What’s in a name, you ask? Well, you’d know if your parents named you Lucifer! So, let’s not argue and reach to the conclusion that names of people and bottles of perfumes make a world of difference! Donna Karan’s batman perfume bottle could only catch the fancy of Batman, too bad he doesn’t exist! Michael Jackson’s hologram bottle did not even make it to the stores and Valentino’s Rock ‘n Rose Couture bottle was anything but haute!

The Prodigy Elixir looks like it was sent straight from out there signed, Love, ET! The Revlon fragrance was such a put-off with its fur that even PETA did not make a deal, they knew no one would buy this anyway and the Betsey Johnson scent was made straight out of some broken chandelier dyed in pink.

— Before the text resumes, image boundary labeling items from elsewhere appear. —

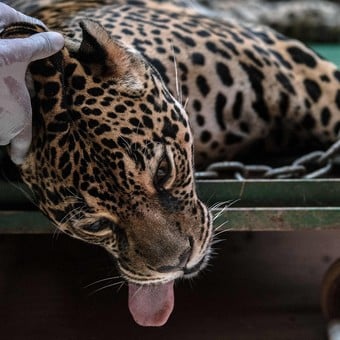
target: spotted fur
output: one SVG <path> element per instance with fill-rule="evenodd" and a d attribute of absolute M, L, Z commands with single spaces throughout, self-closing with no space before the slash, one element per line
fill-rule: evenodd
<path fill-rule="evenodd" d="M 338 137 L 340 72 L 268 28 L 153 0 L 58 1 L 28 14 L 67 42 L 30 67 L 23 178 L 59 228 L 104 246 L 129 281 L 167 282 L 206 263 L 211 218 L 193 158 L 199 167 L 259 141 L 281 150 Z M 39 30 L 13 25 L 3 37 Z"/>

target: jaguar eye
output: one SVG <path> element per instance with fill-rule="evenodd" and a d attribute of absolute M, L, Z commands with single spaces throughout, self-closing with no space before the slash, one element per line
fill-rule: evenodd
<path fill-rule="evenodd" d="M 169 157 L 166 153 L 164 153 L 160 162 L 158 163 L 157 171 L 154 177 L 154 185 L 156 188 L 163 188 L 171 176 L 171 170 L 172 168 Z"/>
<path fill-rule="evenodd" d="M 99 220 L 86 225 L 84 229 L 90 233 L 98 233 L 107 229 L 111 229 L 113 231 L 115 229 L 115 225 L 106 218 L 100 218 Z"/>

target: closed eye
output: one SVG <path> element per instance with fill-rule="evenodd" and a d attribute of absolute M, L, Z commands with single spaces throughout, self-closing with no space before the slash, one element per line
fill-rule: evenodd
<path fill-rule="evenodd" d="M 99 233 L 104 230 L 115 230 L 115 224 L 107 218 L 99 218 L 93 223 L 86 224 L 83 229 L 90 233 Z"/>

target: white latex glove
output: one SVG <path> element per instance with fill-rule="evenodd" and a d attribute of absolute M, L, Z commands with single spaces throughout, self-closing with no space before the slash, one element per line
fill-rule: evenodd
<path fill-rule="evenodd" d="M 44 26 L 1 2 L 0 13 L 0 31 L 19 21 Z M 16 164 L 23 163 L 32 139 L 32 108 L 25 83 L 27 66 L 55 54 L 63 45 L 63 36 L 56 32 L 0 39 L 0 145 L 11 143 L 10 156 Z"/>

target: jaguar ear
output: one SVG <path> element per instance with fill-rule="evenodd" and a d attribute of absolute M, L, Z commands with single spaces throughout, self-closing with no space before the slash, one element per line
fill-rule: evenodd
<path fill-rule="evenodd" d="M 131 90 L 143 89 L 145 63 L 142 56 L 131 47 L 114 40 L 97 22 L 80 22 L 83 39 L 76 58 L 90 65 L 96 76 L 114 78 Z"/>

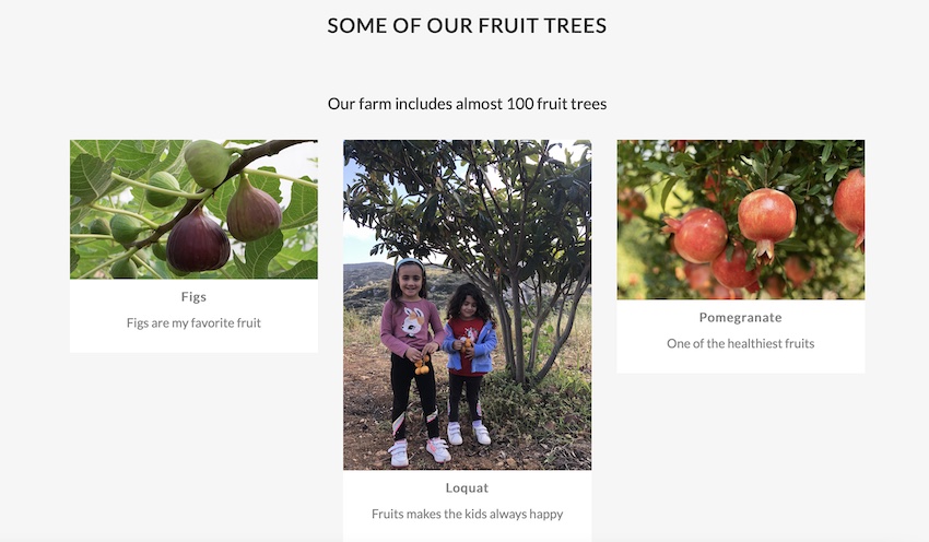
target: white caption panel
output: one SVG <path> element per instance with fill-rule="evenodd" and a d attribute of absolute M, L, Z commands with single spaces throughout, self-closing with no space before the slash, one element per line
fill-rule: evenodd
<path fill-rule="evenodd" d="M 618 301 L 619 373 L 865 373 L 865 301 Z"/>
<path fill-rule="evenodd" d="M 72 353 L 314 353 L 315 280 L 70 281 Z"/>
<path fill-rule="evenodd" d="M 590 471 L 349 471 L 343 540 L 591 540 L 591 480 Z"/>

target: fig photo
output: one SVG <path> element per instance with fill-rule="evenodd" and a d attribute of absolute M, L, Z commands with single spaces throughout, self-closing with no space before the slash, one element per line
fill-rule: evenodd
<path fill-rule="evenodd" d="M 316 279 L 315 140 L 71 140 L 71 279 Z"/>
<path fill-rule="evenodd" d="M 619 299 L 863 299 L 865 141 L 624 140 Z"/>

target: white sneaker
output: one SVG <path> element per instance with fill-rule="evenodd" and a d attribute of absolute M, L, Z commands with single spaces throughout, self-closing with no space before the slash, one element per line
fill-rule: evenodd
<path fill-rule="evenodd" d="M 484 427 L 484 424 L 474 426 L 474 436 L 478 438 L 478 441 L 484 446 L 491 444 L 491 436 L 487 434 L 487 428 Z"/>
<path fill-rule="evenodd" d="M 426 440 L 426 451 L 432 453 L 436 463 L 451 461 L 451 453 L 448 452 L 448 445 L 442 438 L 435 437 Z"/>
<path fill-rule="evenodd" d="M 407 440 L 397 440 L 387 451 L 390 452 L 390 467 L 395 469 L 409 467 L 410 460 L 407 458 Z"/>
<path fill-rule="evenodd" d="M 451 446 L 461 446 L 461 426 L 458 422 L 448 422 L 448 444 Z"/>

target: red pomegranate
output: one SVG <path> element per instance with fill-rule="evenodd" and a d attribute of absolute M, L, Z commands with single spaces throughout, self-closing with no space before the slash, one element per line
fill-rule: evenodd
<path fill-rule="evenodd" d="M 774 244 L 790 236 L 797 224 L 797 207 L 784 192 L 760 188 L 739 203 L 739 229 L 755 241 L 755 259 L 767 266 L 774 259 Z"/>
<path fill-rule="evenodd" d="M 769 275 L 764 281 L 764 291 L 767 292 L 767 295 L 769 295 L 772 299 L 780 299 L 784 297 L 786 290 L 787 283 L 784 282 L 784 279 L 779 274 Z"/>
<path fill-rule="evenodd" d="M 801 284 L 813 278 L 816 273 L 816 266 L 807 258 L 793 255 L 784 262 L 784 273 L 793 287 L 800 287 Z"/>
<path fill-rule="evenodd" d="M 846 229 L 858 236 L 855 248 L 865 251 L 865 174 L 861 169 L 848 172 L 838 184 L 833 203 L 835 217 Z"/>
<path fill-rule="evenodd" d="M 694 292 L 704 293 L 713 290 L 713 271 L 706 263 L 687 262 L 684 266 L 684 276 Z"/>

Alexander McQueen’s lack of creativity was named as a ‘royal dissapointment’ while Naomi Campbell took care of her failure when she attached a pom pom around her spritz making it a cat perfume! But the best one is the $300 bottle from Missoni Acqua who has just put a perfume knob on top of an unfinished dwarf pillow!
It might be mean to write these off because of their design but the importance of first impression can hardly be exaggerated, a person would not like to flaunt these on the dressers and if they do, well there won’t be many like him!